La barre des 100 teslas n’est plus très loin ! Les Laboratoire Nationaux des Champs Magnétiques Intenses (LNCMI), basés à Toulouse et Grenoble, ont réalisé un aimant générant un champ magnétique pulsé de 90.6 teslas. Ce nouvel outil offre des impulsions de très longue durée : 9,1 millisecondes pour des champs au-delà de 80 teslas.

Une nouvelle référence mondiale qui permettra, à terme, d’effectuer des expériences physiques dans des conditions inégalées, tout en positionnant le LNCMI au troisième rang mondial des records absolus de champ magnétique pulsé non destructif.

  • La relation entre abondances de proies et de prédateurs suit une loi universelle à l’échelle planétaire

Une étude publiée dans Science par une équipe franco-canadienne est venue contredire l’habituelle théorie écologique selon laquelle la biomasse des prédateurs d’un écosystème varie proportionnellement à celle de leurs proies.

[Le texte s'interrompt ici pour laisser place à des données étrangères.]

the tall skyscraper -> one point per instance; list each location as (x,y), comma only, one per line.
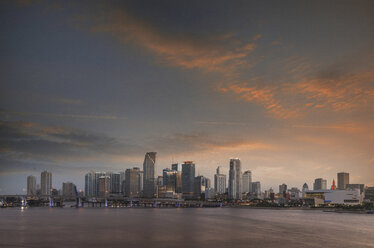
(46,183)
(132,182)
(188,177)
(320,184)
(89,186)
(219,182)
(68,190)
(103,186)
(235,179)
(256,188)
(247,181)
(115,183)
(343,180)
(282,188)
(31,186)
(149,167)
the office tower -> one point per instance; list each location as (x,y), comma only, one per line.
(282,189)
(343,180)
(305,187)
(98,174)
(320,184)
(199,187)
(68,191)
(188,177)
(149,167)
(46,183)
(256,188)
(333,186)
(31,186)
(360,187)
(247,182)
(175,167)
(115,183)
(235,179)
(132,182)
(103,186)
(89,186)
(219,182)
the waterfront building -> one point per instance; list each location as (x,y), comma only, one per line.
(369,194)
(333,186)
(235,179)
(256,189)
(89,186)
(305,187)
(149,167)
(175,167)
(115,183)
(132,182)
(219,182)
(103,186)
(31,186)
(247,181)
(68,191)
(46,183)
(199,187)
(98,174)
(360,187)
(188,179)
(282,189)
(320,184)
(343,180)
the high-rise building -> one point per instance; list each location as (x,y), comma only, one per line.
(68,190)
(175,167)
(188,179)
(305,187)
(31,186)
(46,183)
(199,187)
(320,184)
(247,182)
(89,186)
(149,167)
(219,182)
(132,182)
(256,188)
(282,188)
(235,179)
(115,183)
(343,180)
(98,174)
(103,186)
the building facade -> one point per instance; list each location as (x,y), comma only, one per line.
(235,180)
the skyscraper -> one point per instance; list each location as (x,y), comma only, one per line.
(46,183)
(149,167)
(132,182)
(343,180)
(219,182)
(247,181)
(68,190)
(31,186)
(188,177)
(320,184)
(115,183)
(89,186)
(235,179)
(282,188)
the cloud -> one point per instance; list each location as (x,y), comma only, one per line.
(68,116)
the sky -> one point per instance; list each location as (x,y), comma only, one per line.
(286,86)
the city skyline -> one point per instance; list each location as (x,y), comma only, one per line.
(286,86)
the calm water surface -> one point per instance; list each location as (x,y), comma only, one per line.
(220,227)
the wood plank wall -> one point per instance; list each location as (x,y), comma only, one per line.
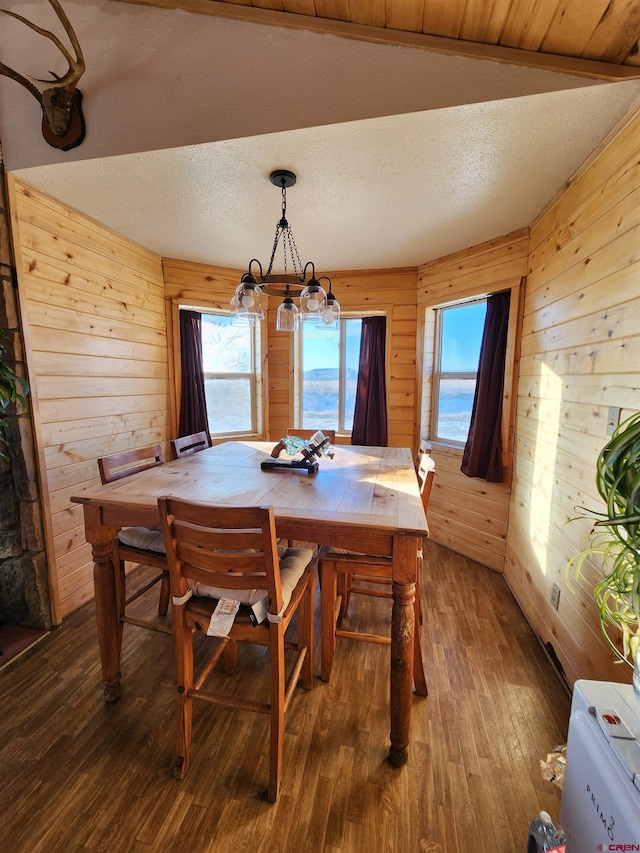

En s’appuyant sur une base de données de plus de 2 000 communautés d’espèces, l’équipe de chercheurs a ainsi prouvé que la biomasse totale des proies augmentait en réalité bien plus vite que celle des prédateurs, et ce, dans la totalité des écosystèmes analysés.

  • Un nouveau prototype de batterie plein de promesses

Après deux années de travail, une équipe française, impliquant principalement des chercheurs du CNRS et du CEA, est parvenue à développer une batterie d’un nouveau genre, proposée, dans certains secteurs, en alternative aux classiques accumulateurs lithium-ion.

Cette nouvelle technologie utilise des ions sodiums, plus abondants et moins coûteux que le lithium. Le prototype pourrait, à l’avenir, permettre le stockage d’énergies renouvelables.

  • Une nouvelle électrode multiplie par 1 000 la capacité de stockage des micro-supercondensateurs

Nouvelle alternative intéressante : celle des micro-supercondensateurs, en remplacement aux micro-batteries. À leur puissance élevée et leur durée de vie supérieures s’ajoutent désormais la découverte des chercheurs du Laboratoire d’Analyse et d’Architecture des Systèmes (LAAS-CNRS) et de l’INRS, au Québec : un matériau d’électrode qui permet à ces nouveaux condensateurs électrochimiques de stocker une quantité d’énergie comparable à celle des batteries.

  • Érosion de l’atmosphère, aurores dans la nuit martienne … : la mission MAVEN de la NASA livre ses premiers résultats

Grâce à ses études en orbite menées depuis un an autour de Mars, une équipe de scientifiques, impliquant notamment des chercheurs de l’Institut de Recherche en Astrophysique et Planétologie (IRAP – CNRS/Université Toulouse III – Paul Sabatier), est parvenue à déterminer le rôle clef du vent solaire dans l’échappement du gaz atmosphérique martien dans l’espace.

  • Mesurer l’impact des nanotubes de carbone dans l’environnement

La forte présence naturelle de carbone dans notre environnement ralentit grandement la détection de nanotubes de carbone dans l’air. L’impact écologique de ces molécules, très légères et résistantes, préoccupe particulièrement la communauté scientifique depuis que leur utilisation massive dans l’industrie s’est généralisée.

Des chercheurs du Centre Interuniversitaire de Recherche et d’Ingénierie des Matériaux, du Laboratoire d’Analyse et d’Architecture des Systèmes, et du Laboratoire Écologie Fonctionnelle et Environnement, ont réussi à mettre au point une technique permettant de mesurer la quantité de nanotubes de carbone dans des larves d’amphibiens, après exposition.